First-generation college graduate and architectural designer named Rising Star by NHLI

 

Laura Quintero graduated in 2012 from University of Texas at Arlington School of Architecture.

 

A Hispanic nonprofit organization has honored a first-generation college student for her efforts in encouraging Hispanic youth to pursue college degrees.

Laura Quintero, a Dallas designer and 2012 University of Texas at Arlington School of Architecture graduate, was named by the National Hispana Leadership Institute (NHLI) as one of its 2014 Rising Stars. The award is given to two Hispanic females under age 30 for their accomplishments and service as role models for other young Hispanic women.

Ms. Quintero along with co-Rising Star winner, Pamela Campos-Palma, received their awards at NHLI’s 2014 Executive Leadership Conference earlier this month in Dallas.

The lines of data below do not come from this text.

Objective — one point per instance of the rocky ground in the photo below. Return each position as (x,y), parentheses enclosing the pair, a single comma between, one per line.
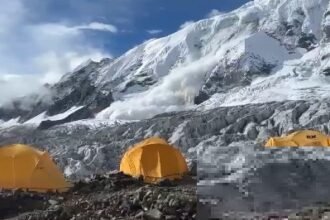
(111,196)
(319,211)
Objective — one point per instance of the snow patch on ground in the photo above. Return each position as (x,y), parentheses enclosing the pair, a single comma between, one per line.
(43,116)
(9,123)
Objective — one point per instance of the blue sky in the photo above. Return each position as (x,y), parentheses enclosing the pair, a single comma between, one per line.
(40,40)
(133,18)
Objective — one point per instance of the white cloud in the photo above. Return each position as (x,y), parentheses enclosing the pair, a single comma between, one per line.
(35,53)
(214,12)
(99,27)
(156,31)
(186,24)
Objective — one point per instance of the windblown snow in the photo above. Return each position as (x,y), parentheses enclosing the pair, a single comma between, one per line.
(183,61)
(267,50)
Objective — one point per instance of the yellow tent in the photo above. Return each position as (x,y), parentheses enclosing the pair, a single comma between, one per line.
(24,167)
(154,159)
(299,139)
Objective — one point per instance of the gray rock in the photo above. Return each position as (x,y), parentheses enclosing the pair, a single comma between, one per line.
(153,214)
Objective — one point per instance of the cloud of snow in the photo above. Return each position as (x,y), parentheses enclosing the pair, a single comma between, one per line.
(153,32)
(32,54)
(186,24)
(176,92)
(214,12)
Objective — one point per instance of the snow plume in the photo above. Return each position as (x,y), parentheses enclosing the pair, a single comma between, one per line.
(176,92)
(32,54)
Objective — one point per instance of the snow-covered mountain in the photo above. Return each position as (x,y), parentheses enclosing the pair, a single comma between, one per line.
(267,50)
(216,89)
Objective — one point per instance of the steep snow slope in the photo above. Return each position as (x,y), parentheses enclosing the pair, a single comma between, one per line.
(267,50)
(238,57)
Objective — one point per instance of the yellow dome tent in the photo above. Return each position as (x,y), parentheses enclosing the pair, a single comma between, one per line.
(154,159)
(299,139)
(24,167)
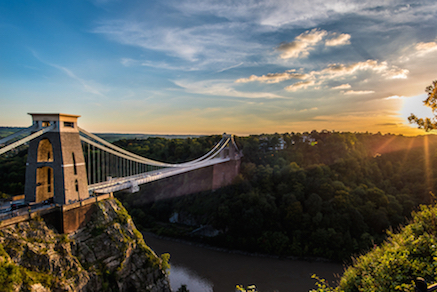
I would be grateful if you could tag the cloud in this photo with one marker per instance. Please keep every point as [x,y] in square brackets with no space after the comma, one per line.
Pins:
[338,70]
[302,44]
[220,88]
[338,40]
[310,13]
[332,72]
[88,85]
[343,86]
[425,48]
[353,92]
[221,44]
[299,85]
[274,77]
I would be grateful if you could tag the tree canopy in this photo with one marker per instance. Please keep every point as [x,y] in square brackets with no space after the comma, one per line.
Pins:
[427,123]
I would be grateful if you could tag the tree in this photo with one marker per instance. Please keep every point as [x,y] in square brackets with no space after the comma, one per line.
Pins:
[427,123]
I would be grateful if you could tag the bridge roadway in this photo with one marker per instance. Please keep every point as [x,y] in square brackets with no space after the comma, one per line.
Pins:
[132,182]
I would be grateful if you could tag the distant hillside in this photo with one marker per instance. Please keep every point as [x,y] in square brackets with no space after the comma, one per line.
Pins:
[6,131]
[111,137]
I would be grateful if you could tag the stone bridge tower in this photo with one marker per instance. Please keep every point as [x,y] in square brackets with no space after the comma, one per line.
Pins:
[55,163]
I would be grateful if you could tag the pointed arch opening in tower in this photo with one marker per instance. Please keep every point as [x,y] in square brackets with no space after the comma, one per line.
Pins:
[44,183]
[45,151]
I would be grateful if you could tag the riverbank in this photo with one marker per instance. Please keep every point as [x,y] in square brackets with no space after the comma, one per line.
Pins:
[205,268]
[234,251]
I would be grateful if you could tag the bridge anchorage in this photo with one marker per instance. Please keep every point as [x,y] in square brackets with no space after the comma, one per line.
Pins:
[73,168]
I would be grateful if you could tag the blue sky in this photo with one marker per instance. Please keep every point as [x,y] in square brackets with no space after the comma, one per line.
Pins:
[206,67]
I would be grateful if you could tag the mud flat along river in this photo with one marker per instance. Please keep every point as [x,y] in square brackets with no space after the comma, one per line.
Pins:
[210,270]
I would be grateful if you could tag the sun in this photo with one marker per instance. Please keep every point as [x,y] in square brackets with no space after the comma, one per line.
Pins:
[414,105]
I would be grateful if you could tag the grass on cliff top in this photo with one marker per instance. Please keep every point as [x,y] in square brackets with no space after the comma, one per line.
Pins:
[13,275]
[162,262]
[398,261]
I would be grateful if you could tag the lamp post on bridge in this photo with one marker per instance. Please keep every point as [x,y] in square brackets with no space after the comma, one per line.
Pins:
[55,163]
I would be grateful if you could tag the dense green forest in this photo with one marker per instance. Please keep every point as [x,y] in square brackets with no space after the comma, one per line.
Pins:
[395,264]
[323,194]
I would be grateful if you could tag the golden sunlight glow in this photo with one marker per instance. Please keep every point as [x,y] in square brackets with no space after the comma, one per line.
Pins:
[428,170]
[414,105]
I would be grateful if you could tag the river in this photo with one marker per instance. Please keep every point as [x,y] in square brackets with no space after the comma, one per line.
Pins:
[209,270]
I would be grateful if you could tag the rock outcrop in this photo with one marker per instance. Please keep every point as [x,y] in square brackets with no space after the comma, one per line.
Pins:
[109,254]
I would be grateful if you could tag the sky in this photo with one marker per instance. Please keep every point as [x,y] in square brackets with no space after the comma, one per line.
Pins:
[208,67]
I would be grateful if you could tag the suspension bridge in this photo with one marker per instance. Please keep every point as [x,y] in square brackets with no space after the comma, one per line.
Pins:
[69,165]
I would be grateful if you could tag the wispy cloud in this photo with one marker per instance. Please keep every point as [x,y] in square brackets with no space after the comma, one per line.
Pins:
[274,77]
[425,48]
[331,72]
[88,85]
[218,45]
[300,85]
[220,88]
[342,86]
[338,40]
[359,92]
[302,44]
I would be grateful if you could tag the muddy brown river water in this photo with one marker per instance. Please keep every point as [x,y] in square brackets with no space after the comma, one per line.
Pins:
[209,270]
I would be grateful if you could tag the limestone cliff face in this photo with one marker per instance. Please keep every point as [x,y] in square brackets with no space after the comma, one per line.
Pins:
[109,254]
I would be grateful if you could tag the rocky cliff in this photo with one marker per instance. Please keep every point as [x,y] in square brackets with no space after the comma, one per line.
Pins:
[109,254]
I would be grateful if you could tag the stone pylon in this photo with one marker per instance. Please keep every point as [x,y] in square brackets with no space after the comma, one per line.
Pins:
[55,163]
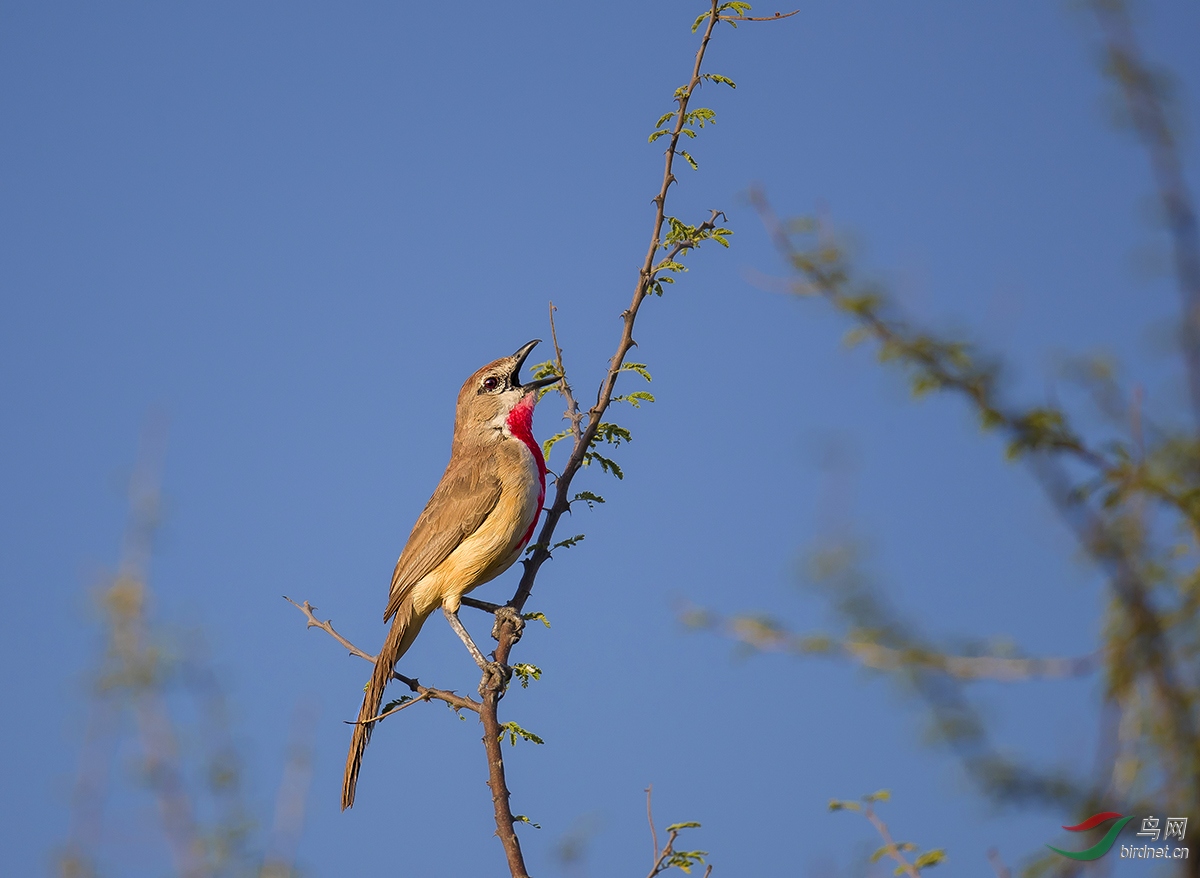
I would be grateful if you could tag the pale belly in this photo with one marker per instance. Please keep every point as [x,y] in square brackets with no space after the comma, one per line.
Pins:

“I have always wanted to contribute to the community in a meaningful way, to share with other young women many of the skills that I developed during my undergraduate years at UT Arlington,” Ms. Quintero said in a statement. “This award from the NHLI challenges me to keep working in the community and serves as validation that I am headed in the right direction.”

While at UTA, Ms. Quintero was encouraged by her peers and professors to inspire other young Hispanics to obtain college degrees. Her background in art and architecture allowed Ms. Quintero to mentor younger Hispanics through the Playhouse Fun Project organization, an afterschool program where she taught art and design to elementary students at two public schools in Dallas.

Currently, Ms. Quintero mentors high school students and encourages them to pursue fields in design as well.

“Laura doesn’t even know how special she is,” said Norma Isa Figueroa, assistant professor of architecture at UT Arlington and 2014 NHLI Executive Leadership Program Fellow, in a statement. “She mentors high school students in inner-city neighborhoods, encourages education, and works to create more job opportunities for Latino students in the world of architecture and engineering, all while pursuing her own professional career goals.”